Five Guys Names Moe

Moe-LondonOriginal London Cast, 1991 (First Night) 3 Stars (3 / 5) Super-producer Cameron Mackintosh found this little revue of Louis Jordan songs at the Theatre Royal Stratford in London’s East End and liked it so much that he revamped the physical production, kept the cast intact, and transferred Five Guys Named Moe to the West End, where it ran for more than four years. This live recording of the London production is a festive disc and much preferable to its Broadway counterpart (see below), although it has slightly less content and chatter. Dig Wayne is Nomax, and the Five Moes who come to help him are Big Moe (Kenny Andrews), Four Eyed Moe (Clarke Peters), Little Moe (Paul J. Medford), No Moe (Peter Alex Newton), and Eat Moe (Omar Okai). They’re a dynamic group of performers. In the theater, audience participation was practically mandated; at home, you can clap and sing along, or let the audience heard on the disc do it for you. Highlights are the title song, “I Like ‘Em Fat Like That,” “What’s the Use of Gettin Sober,” and “Reet Petite and Gone.” An augmented band — nine additional musicians were engaged for the recording — contributes significantly by adding new instrumental colors, giving each song a more distinctive, swingier groove and a lighter touch than is heard on the Broadway cast album. The vocal sound is also smoother and better blended  (listen to “Saturday Night Fish Fry” and the title song), yet the voices are easy to tell apart, so you don’t have to keep consulting the booklet to figure out who’s singing. — Morgan Sills

Moe-BroadwayOriginal Broadway Cast, 1992 (Columbia/Sony) 2 Stars (2 / 5) It must have seemed that Five Guys Named Moe had “Broadway cash cow” written all over it: a transfer of a small-cast West End hit in an era when the most popular shows on the Great White Way were British imports. But this celebration of a distinctly American musical legend, Louis Jordan, ran little more than a year in New York.
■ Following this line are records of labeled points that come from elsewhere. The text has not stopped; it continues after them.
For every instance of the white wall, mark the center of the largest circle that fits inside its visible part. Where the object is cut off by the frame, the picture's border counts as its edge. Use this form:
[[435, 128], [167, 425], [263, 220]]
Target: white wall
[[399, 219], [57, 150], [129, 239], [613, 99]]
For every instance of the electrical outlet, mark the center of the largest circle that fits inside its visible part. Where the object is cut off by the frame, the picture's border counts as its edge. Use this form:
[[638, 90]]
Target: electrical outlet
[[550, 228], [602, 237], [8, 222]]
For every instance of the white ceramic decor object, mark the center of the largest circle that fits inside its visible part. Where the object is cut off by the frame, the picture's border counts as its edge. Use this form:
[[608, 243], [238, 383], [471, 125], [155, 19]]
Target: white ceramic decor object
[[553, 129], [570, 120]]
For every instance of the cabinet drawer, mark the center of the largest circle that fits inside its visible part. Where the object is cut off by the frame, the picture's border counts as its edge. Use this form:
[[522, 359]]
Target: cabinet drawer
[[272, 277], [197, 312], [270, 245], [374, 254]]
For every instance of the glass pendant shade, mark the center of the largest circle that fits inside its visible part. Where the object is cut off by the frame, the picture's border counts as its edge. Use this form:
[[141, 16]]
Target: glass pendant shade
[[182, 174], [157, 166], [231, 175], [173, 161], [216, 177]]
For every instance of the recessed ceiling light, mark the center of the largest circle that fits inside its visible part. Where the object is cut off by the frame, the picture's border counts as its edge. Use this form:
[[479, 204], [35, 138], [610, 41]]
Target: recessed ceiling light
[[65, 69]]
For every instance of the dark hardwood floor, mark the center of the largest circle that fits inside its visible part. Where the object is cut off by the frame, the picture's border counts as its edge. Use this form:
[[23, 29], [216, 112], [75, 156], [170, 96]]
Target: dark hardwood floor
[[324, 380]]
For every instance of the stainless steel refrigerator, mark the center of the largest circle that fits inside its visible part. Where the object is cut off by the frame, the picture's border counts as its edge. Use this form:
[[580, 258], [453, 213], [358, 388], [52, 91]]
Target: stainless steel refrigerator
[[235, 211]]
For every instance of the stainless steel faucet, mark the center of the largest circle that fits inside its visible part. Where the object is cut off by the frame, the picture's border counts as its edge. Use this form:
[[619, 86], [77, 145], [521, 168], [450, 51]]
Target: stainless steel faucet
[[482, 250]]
Comparing the Broadway cast album with the London recording, it’s apparent that something hard to define has been lost. The reduced instrumentation (only six onstage musicians) gives this performance more of a jazz-combo feel. Broadway professionalism is everywhere in evidence, but true spontaneity and joy are in shorter supply; the licks sound rehearsed, the group singing is muddy, the tempi are slower in places. Even the audience, faded in and out by the engineer, is less noisy. On the credit side, the Broadway CD booklet offers lyrics and more photos than the London insert, plus essays by David Hinckley, title-song author Larry Wynn, and Cameron Mackintosh himself.  — M.S.